Modern CPUs use pipelining which means that instructions which take several clock cycles to complete are started before the previous ones are done. That way the CPU can execute an instruction at every clock cycle or so. Braching instructions are a problem, because it is not possible to know in advance which instruction follows them. The program may need to execute the part after the if-statement or it may need to skip it. For the pipelining this means problems. The following instructions cannot be processed before the branching instruction is completed. This could mean a delay in the execution, unless there were a clever trick. The processor "predicts" which branch will be executed and puts the instructions in the pipeline. If the prediction was correct, the pipelining continues as if there were no branching. If it fails, then the incomplete instructions in the pipeline are just discarded, but we lose nothing compared to the case where we waited for the branching instruction to be completed.
Since branching causes problems even in the case of one processor, it is expected that it causes even more problems in parallel computing. And indeed, all the threads in a warp must execute the same instructions. If there is a if-statement, it is possible that the control flow diverges. If the condition inside the if-statement is evaluated as true in all threads or if it is evaluated as false in all threads, everything is fine. But the tricky case is when some threads require that the instructions inside the if-clause are executed while other threads require that they are not. What happens in this case is that all threads execute all instructions, but those that should not have executed them, discard the results. This is waste of clock cycles, but the program runs correctly. A similar thing happens when the number of threads is not divisible to 32 and a partial warp is run. The full warp is executed, but the results of some threads are discarded.
How bad is this branching problem? Basically, it prevents using the traditional alpha-beta search with recursive calls, because the execution paths of the threads quickly diverge. That means that the execution becomes sequential as all threads must wait for the current one to complete before starting their execution. I have two ideas how to get around this problem:
- Re-write the recursion as an iterative algorithm with a stack.
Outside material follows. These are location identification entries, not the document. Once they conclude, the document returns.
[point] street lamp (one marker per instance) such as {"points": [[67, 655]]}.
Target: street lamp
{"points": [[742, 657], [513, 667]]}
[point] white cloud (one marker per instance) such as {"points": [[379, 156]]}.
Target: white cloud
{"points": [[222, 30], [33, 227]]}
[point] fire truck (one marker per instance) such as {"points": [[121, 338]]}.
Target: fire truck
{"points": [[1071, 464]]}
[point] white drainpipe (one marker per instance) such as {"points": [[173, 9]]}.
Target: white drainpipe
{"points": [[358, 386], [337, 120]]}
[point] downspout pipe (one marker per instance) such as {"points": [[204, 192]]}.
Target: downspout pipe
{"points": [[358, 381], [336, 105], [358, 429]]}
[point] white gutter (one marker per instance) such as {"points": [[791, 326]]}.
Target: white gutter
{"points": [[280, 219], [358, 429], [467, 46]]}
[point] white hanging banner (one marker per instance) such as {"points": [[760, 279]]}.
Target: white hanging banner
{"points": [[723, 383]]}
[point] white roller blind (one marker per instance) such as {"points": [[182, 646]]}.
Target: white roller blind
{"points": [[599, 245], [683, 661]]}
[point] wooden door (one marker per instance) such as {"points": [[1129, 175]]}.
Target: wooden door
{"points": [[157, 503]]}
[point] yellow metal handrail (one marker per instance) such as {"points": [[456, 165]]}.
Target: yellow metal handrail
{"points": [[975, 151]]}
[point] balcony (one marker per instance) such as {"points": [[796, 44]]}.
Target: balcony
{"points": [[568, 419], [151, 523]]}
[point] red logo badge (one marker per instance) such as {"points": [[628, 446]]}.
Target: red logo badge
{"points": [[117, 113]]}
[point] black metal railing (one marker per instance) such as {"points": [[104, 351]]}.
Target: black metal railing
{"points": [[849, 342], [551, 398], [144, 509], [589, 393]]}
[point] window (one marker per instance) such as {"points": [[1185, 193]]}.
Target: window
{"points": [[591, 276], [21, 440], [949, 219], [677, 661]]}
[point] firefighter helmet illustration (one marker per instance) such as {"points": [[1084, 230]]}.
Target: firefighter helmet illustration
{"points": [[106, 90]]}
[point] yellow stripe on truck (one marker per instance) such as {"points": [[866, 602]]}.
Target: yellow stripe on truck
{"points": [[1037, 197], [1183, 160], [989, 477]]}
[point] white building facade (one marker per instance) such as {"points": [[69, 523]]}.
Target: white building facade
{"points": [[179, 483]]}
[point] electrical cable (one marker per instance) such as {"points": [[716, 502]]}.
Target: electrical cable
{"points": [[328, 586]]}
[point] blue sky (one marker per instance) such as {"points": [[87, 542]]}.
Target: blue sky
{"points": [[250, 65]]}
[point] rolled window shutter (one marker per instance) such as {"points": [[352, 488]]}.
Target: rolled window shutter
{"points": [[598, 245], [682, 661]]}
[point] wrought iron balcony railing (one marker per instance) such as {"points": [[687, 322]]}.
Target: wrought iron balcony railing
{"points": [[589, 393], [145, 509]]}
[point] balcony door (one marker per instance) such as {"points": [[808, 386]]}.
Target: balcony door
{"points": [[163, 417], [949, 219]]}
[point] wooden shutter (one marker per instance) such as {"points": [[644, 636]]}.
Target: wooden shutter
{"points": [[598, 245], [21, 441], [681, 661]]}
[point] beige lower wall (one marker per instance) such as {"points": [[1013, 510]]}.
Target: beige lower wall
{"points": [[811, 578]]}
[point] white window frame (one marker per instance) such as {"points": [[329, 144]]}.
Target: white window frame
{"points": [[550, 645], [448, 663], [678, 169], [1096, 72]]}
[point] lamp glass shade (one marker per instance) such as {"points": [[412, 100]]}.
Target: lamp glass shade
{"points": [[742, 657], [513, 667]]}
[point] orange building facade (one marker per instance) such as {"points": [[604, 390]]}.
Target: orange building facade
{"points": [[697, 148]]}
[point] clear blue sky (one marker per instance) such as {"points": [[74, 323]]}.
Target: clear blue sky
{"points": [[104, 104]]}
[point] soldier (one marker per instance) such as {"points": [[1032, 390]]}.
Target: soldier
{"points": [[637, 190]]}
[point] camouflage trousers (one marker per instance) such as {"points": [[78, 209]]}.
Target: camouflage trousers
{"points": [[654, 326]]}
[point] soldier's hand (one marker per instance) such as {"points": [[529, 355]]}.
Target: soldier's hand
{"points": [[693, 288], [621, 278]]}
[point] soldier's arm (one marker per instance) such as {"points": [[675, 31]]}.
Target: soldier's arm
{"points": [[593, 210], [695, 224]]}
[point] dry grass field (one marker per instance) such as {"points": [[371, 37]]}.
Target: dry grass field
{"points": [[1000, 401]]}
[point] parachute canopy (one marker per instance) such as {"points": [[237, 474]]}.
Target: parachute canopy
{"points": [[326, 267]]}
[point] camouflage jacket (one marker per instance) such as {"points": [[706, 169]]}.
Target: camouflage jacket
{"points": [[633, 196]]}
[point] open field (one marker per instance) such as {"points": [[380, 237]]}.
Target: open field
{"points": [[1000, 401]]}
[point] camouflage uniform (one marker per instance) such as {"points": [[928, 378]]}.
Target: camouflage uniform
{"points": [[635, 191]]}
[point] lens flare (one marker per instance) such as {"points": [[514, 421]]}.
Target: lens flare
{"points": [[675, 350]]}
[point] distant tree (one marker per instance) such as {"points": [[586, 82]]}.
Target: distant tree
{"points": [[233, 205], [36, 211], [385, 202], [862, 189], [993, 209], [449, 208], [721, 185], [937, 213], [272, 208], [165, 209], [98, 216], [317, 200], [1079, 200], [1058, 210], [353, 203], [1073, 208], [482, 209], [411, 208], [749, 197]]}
- Let all the threads in a warp to follow the same path in the search tree and utilize the parallellism only at the leaf nodes for evaluation.
So how to ulitize these ideas?
First, it is always possible to re-write recursive algorithms as iterative ones. This is easy to see if you consider how recursive function calls are actually implemented in the operating systems. There is a stack into which things are pushed when the function call is started and from which things are popped, when the function call finishes. On the other hand, the instructions are executed iteratively on one processor, no matter what is the structure of the function calls in the high level code. All this can be done explicitly by the programmer in the kernel. If every step in the search tree traversial is made identical, it does not matter if threads in the same warps follow different paths. The implementation is not easy, and the code will be messy, but the main thing is that it works.
Utilizing the warp level parallellism only at the leaf level is the second best option. Then the system is not massively parellel anymore, because there is usually only a handful of streaming multiprocessors on the GPU. Traditional parallel algorithms may then work best, although the limited communication capabilities between the processors can pose severe restrictions to this. The leaf node evaluation, if the parallellism can be fully utilized, will be about 30 times faster than with a single processor. That is a lot. If the evaluation is the bottleneck in the processing, then this might be a good idea. But if the slowdown is caused by some part of the search itself, things will not be that easy, although, e.g. I can imagine threads doing move generation in parallel.